(director/writer: Victor Seastrom; screenwriters: Frances Marion/adapted from a story by Dorothy Scarborough; cinematographer: John Arnold; editor: Conrad A. Nervig; cast: Lillian Gish (Letty Mason), Lars Hanson (Lige), Montagu Love (Wirt Roddy), Dorothy Cumming (Cora), Edward Earle (Beverly), William Orlamond (Sourdough); Runtime: 88; MPAA Rating: NR; producer: Kevin Brownlow; MGM/UA Home Entertainment; 1928-silent)
“It’s one of the few silents to stand the test of time.”
Reviewed by Dennis Schwartz
A gripping melodrama of raw emotions. It’s one of the few silents to stand the test of time, and is praiseworthy as one of the last great silents. Even by using modern standards it can still be viewed today as a great film. It’s adapted from a story by Dorothy Scarborough. Harried MGM executive Irving Thalberg, the head of studio production, urged star Lillian Gish to take charge in getting the production rolling for “The Wind.” Lillian subsequently wrote a four page story outline and recruited Frances Marion to write the screenplay. Ms. Gish also recruited the great Swedish emigré director Victor Seastrom (“The Outlaw and his Wife”/“He Who Gets Slapped”/”The Scarlet Letter”), who was giving Hollywood a temporary fling, to direct. Victor and Lillian chose the great classical Swedish stage actor Lars Hanson to play the romantic lead.

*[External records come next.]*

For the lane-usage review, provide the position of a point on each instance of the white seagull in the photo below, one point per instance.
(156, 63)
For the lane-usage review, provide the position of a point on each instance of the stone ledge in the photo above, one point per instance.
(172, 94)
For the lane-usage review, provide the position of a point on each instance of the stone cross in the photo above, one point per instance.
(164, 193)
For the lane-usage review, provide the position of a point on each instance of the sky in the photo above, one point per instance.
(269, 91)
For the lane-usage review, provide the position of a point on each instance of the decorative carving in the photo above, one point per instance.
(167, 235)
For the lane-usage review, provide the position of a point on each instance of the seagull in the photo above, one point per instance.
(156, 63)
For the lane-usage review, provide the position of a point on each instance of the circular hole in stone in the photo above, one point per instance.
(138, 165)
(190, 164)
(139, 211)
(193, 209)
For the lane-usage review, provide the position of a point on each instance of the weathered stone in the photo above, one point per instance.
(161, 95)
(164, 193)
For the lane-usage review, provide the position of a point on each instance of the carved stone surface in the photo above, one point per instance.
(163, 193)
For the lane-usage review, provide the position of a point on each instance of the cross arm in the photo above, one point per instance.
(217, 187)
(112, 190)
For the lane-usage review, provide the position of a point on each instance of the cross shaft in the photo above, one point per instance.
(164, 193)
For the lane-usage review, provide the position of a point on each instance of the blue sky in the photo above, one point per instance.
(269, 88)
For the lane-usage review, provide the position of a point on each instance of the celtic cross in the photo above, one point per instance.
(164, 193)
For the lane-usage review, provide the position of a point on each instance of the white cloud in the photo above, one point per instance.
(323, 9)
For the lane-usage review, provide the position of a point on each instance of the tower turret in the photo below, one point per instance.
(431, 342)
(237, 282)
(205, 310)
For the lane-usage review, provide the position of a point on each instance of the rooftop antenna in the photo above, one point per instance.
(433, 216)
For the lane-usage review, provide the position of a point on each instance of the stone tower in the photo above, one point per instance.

The high quality downbeat film was shot under harsh conditions in California’s Mojave desert, where the stifling heat, blowing sand (caused by blowing airplane propellers) and wind made the shoot difficult. It remains a great work of art despite the exhibitors forcing the filmmaker to tack on an unneeded happy ending.
It opens with the innocent and destitute young farm girl Letty Mason (Lillian Gish) traveling by train from her hometown of Virginia to the barren Texas prairie to stay with her clueless but friendly married cousin Beverly (Edward Earle), a struggling cattle man married to the overbearing witch-like Cora (Dorothy Cumming). The impoverished couple are raising three children in the harsh region, all of whom find more warmth from Letty than mom. On the train Letty was wooed by the cocky Fort Worth cattle trader Wirt Roddy (Montagu Love), who promises to return to see her again.
The extremely jealous Cora, thinking the guest is out to steal her man, forces Letty to marry one of her local two crude suitors, Lige (Lars Hanson) or Sourdough (William Orlamond), even if she doesn’t care for either man, or she will be given the boot. When suitor Roddy returns, he says he’s already married but wishes Letty to be his mistress. She rejects him, but with no fare money home the depressed Letty has no choice but to marry Lige, despite despising both him and the dustbowl’s constant howling prairie wind. Refusing to sleep with Lige in his bare shack, he respects her wishes and says he will earn money for her fare home. During a severe northerner, Lige goes on a cattle round-up while the scoundrel Roddy returns and attempts to rape Letty. In despair, Letty reluctantly kills the aggressive Roddy with his own gun. When Lige returns, Letty informs him that she learned to love him and is no longer afraid of the wind or wants to leave.
For Seastrom, he had enough of Hollywood after this interference incident by the studio suits and he fled back to Sweden.